Referring now to FIG. 3, a two-dimensional circuit schematic of the prior design active control matrix of FIG. 2 is shown. By activating a select word line 24, respective pass-gate transistor 28 allows a conductive path to form between an activated, associated bit line 22 and display electrode 26. Absent a buffering source placed on the charged terminal of the pass-gate transistor adjacent each display electrode, the data placed thereon may slowly discharge from its charged state to an illegible voltage state. Thus, many conventional control matrices must be periodically refreshed to ensure legible charge remains on the display electrode. Refresh generally forces, for example, a VGA controller to continuously update unchanged pixels thereby consuming valuable bandwidth access into the DRAM and reducing high performance LCD drawing operations.

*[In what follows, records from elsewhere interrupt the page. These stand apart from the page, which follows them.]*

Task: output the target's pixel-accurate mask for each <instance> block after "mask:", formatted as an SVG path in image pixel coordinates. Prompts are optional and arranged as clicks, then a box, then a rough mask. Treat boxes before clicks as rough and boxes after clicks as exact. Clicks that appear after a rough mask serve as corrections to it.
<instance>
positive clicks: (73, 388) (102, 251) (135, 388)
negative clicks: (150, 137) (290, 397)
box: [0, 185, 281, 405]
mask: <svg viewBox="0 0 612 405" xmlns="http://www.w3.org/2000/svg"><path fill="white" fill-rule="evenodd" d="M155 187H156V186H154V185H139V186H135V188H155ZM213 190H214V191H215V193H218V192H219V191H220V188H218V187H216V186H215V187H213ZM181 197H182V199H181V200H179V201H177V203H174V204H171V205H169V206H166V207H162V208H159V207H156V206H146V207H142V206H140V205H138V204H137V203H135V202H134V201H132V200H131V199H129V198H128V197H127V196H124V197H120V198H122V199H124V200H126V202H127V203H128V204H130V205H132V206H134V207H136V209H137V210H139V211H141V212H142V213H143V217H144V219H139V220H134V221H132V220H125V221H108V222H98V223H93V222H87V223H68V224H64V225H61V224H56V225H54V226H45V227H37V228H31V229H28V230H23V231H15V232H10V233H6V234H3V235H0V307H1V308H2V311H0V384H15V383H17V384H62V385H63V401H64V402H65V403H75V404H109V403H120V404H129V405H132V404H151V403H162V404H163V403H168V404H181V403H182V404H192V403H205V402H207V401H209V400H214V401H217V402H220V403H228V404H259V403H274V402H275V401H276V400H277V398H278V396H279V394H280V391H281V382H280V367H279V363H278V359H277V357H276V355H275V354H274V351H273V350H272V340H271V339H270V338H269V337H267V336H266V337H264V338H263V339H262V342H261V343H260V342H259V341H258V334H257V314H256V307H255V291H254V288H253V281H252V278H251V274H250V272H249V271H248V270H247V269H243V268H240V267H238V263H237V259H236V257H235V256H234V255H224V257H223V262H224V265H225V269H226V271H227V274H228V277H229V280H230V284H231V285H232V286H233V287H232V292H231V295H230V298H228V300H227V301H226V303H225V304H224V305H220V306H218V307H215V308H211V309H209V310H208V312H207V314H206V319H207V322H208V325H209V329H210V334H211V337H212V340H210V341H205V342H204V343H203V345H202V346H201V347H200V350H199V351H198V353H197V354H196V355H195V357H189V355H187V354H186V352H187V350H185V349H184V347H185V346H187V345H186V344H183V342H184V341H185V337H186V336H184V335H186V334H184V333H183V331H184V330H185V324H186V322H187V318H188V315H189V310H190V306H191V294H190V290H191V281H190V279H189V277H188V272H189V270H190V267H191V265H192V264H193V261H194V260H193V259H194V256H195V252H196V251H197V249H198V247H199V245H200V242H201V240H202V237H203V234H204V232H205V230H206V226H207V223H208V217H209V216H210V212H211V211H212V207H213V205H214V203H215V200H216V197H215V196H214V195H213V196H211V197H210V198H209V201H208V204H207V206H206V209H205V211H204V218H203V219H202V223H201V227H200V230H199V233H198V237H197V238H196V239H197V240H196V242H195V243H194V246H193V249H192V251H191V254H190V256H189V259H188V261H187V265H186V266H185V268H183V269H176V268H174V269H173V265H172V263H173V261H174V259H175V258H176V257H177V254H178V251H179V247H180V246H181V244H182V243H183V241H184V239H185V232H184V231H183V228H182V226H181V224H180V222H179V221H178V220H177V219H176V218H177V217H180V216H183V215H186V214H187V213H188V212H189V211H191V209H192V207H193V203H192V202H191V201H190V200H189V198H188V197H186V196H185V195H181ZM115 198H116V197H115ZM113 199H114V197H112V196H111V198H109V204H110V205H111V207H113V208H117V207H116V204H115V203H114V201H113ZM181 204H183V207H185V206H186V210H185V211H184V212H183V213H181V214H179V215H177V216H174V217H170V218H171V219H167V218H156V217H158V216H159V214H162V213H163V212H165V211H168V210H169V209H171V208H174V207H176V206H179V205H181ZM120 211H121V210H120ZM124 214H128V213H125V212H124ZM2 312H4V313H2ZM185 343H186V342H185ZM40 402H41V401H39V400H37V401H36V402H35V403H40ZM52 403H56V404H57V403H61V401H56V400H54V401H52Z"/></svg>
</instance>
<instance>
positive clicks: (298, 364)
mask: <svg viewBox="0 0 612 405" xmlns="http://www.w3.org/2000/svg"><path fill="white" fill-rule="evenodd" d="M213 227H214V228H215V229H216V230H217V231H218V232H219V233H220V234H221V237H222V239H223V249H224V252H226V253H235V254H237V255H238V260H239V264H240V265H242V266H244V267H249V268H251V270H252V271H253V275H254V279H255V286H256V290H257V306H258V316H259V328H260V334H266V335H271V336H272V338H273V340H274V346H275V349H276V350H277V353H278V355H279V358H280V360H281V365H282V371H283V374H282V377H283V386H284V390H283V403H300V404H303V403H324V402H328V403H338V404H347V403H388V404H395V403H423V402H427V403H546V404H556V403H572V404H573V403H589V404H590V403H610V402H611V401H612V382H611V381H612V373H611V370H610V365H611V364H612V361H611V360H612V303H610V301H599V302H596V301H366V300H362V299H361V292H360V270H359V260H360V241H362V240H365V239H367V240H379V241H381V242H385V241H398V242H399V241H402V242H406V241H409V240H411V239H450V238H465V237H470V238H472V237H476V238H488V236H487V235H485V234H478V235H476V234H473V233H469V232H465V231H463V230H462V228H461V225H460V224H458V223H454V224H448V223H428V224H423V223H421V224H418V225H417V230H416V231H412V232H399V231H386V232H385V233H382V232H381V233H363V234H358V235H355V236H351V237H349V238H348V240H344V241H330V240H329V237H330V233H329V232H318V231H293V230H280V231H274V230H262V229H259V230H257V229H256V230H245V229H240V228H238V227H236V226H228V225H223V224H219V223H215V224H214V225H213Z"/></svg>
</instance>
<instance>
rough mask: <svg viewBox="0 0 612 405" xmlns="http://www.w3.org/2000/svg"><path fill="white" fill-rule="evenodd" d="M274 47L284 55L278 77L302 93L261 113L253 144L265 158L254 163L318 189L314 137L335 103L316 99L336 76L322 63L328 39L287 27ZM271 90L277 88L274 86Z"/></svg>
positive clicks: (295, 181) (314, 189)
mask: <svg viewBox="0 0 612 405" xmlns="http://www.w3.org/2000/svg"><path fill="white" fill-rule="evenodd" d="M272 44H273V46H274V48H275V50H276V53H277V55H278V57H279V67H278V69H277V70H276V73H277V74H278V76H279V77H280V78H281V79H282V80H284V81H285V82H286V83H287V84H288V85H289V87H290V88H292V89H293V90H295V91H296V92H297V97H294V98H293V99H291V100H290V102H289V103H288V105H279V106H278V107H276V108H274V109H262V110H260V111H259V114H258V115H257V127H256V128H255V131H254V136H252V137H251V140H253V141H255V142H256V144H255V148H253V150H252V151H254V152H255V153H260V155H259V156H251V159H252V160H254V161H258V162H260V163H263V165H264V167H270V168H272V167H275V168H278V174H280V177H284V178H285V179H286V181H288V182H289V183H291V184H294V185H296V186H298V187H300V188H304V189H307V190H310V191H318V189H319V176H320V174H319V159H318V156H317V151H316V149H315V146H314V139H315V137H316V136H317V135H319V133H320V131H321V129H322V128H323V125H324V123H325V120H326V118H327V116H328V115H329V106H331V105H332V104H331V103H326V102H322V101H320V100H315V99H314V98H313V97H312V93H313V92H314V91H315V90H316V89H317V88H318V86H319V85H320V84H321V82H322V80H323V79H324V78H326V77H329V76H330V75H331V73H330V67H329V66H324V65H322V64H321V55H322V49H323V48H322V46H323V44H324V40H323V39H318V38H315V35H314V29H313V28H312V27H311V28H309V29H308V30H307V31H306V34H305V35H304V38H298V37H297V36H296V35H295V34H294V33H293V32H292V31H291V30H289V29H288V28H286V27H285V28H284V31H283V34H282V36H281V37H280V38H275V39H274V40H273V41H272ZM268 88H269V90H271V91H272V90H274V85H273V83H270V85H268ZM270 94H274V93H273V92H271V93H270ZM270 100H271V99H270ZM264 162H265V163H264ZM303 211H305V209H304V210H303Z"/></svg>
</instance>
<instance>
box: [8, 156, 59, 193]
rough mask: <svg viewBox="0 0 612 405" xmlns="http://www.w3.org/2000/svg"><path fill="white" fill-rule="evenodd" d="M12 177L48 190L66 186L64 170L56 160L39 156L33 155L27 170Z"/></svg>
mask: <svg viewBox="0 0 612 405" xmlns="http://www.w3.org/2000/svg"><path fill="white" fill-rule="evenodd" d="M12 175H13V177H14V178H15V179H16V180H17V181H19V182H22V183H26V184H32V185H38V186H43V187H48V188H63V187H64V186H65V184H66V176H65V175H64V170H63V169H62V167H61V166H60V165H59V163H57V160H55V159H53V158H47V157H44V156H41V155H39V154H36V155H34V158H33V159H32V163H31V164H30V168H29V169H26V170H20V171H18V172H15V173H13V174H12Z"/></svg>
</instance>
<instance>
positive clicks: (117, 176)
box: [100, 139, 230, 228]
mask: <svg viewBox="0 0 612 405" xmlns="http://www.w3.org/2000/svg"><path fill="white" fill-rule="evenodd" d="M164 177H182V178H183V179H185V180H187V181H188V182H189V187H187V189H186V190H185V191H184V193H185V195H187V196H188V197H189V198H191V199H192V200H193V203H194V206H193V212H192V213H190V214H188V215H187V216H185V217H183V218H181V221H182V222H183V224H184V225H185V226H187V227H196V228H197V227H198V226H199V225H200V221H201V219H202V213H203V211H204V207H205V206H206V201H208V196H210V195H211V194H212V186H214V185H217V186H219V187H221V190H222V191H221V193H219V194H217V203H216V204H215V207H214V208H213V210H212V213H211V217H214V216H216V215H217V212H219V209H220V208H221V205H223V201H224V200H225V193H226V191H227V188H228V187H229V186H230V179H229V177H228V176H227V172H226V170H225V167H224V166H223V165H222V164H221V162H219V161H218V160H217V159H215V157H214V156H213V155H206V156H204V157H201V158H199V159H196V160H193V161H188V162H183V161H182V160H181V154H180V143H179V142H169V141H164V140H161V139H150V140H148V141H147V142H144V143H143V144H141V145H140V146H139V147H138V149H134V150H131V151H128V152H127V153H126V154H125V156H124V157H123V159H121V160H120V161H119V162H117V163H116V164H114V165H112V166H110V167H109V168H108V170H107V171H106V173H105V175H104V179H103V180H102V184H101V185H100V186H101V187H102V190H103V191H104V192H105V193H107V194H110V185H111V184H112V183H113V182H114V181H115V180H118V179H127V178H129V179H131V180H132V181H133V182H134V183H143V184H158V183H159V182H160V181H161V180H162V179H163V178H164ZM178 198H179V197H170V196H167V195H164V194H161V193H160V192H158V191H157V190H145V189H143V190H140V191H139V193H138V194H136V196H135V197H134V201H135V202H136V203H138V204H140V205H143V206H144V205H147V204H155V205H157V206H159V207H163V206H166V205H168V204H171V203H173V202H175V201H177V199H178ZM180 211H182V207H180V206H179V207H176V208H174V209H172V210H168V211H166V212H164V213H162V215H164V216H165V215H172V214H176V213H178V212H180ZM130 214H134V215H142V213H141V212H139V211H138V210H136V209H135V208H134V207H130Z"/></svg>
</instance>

In an effort to overcome the problem of having to continuously refresh unchanged pixels, a memory element 34 may be placed between pass-gate transistors 28 and display electrode 26 as shown in FIG. 4. As described in co-pending patent application Ser. No. 08/055,174 filed concurrently herewith, memory element 34, capable of receiving power, not only provides static memory but also buffers charge to the display electrode thereby increasing contrast and speed of the LCD. Coupled to each memory element 34 are a pair of conductors 36 and 38 capable of receiving power signals such as VDD and ground. Thus, each power signal or supply requires a conductor to extend a spaced distance from respective bit and word lines 22 and 24. Memory element consumes relatively small amounts of real estate when compared with the total area taken by the added power conductors extending across numerous, densely packed pixel elements. To compensate for the added conductor area, each pixel within the array or matrix must be reduced in size and the spacing between pixels increased. As described above, reduction in pixel size and increase in spacing adds to the granularity of the image and reduces the sharpness and fine line detail at the image boundary. Unless a solution can be found, high quality, high resolution LCDs having static memory and charge buffering capability cannot be obtained.